Ici, Carrère remonte le fil de sa propre période mystique pour interroger la naissance du
christianisme à travers Luc et surtout Paul, qu’il surnommera plus tard le saint patron des
bipolaires ! Vertigineux roman hybride, entre enquête historique, exégèse biblique,
mélodrame conjugal et réflexion spirituelle. Et, parce qu’on est bien chez Carrère, non dénué d’humour… Tout en posant, très sérieusement, la question de ce que signifie croire… ou pas. C’est brillant, érudit (on y apprend mille choses), ambitieux (le plus copieux Carrère à ce jour) et un peu scandaleux (mêler autofiction très intime au Nouveau testament, il fallait le faire).
Yoga (2020)
“J’écris pour devenir un meilleur être humain, c’est vrai, j’écris parce que j’aime écrire,
j’écris par goût du travail bien fait, j’écris parce que c’est ma façon de connaître la réalité.
Mon travail est le bastion de mon ego. Cela dit, je pense qu’il ne faut pas être trop
scrupuleux.”
Ne pas se fier au titre. Plutôt qu’“un petit livre souriant et subtil sur le yoga” qu’il aurait aimé écrire, Carrère raconte sa plongée dans la dépression, sa bipolarité et ses tentatives de reconstruction. S’il s’agit également d’inspiration d’expiration, de méditation, de randonnée, il pousse dans ses retranchements son art de l’autofiction. On croise les couloirs de Sainte-Anne, le mantra de Jack Nicholson dans Shining, un émouvant hommage à feu son éditeur, Paul Otchakovsky-Laurens, mais également à Bernard Maris. Sans aucune complaisance envers sa vulnérabilité, décryptant et détournant ses angoisses, Carrère signe l’histoire d’une folie, la sienne, en plus d’une confession qui parle à tous.
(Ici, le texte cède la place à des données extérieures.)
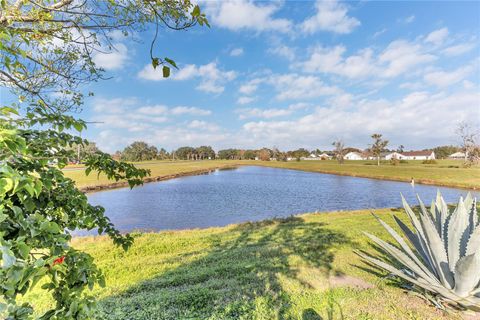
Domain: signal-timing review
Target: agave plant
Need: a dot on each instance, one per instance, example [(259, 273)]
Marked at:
[(444, 252)]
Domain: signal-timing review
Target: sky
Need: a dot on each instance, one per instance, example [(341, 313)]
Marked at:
[(296, 74)]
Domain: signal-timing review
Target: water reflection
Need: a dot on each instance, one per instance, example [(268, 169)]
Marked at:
[(251, 193)]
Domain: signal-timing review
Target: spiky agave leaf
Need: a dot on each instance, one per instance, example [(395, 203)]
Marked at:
[(457, 237), (444, 256)]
V13: chronique judiciaire (2022)
“‘Nom du père et de la mère ? – Le nom de mon père et de ma mère n’ont rien à faire ici.
Profession ? – Combattant de l’État islamique.’ Le président regarde ses notes et, placide :
« Moi, je vois : intérimaire.”
14 accusés, 1800 parties civiles, 350 avocats, un dossier haut de 53 mètres. Il s’agit donc du procès du 13 novembre, de son nom de code V13. Sur le banc des chroniqueurs judiciaires, où il est présent au nom de L’Obs, Emmanuel Carrère observe, écoute, rapporte ce qu’il se dit, les petites phrases et les grandes tirades, ne plombant jamais davantage la dramaturgie. Ici, toutes les voix se font entendre, les gestuelles et les visages parlent même sans prononcer une parole. Suivant son art du chapitrage explicite, l’écrivain a fait du récit judiciaire “une traversée” qui nous saisit à chaque page par sa justesse – le mot aura été rarement si bien choisi. Et on se surprend même à sourire, lors de fulgurances lapidaires qui en disent plus que de longs discours larmoyants.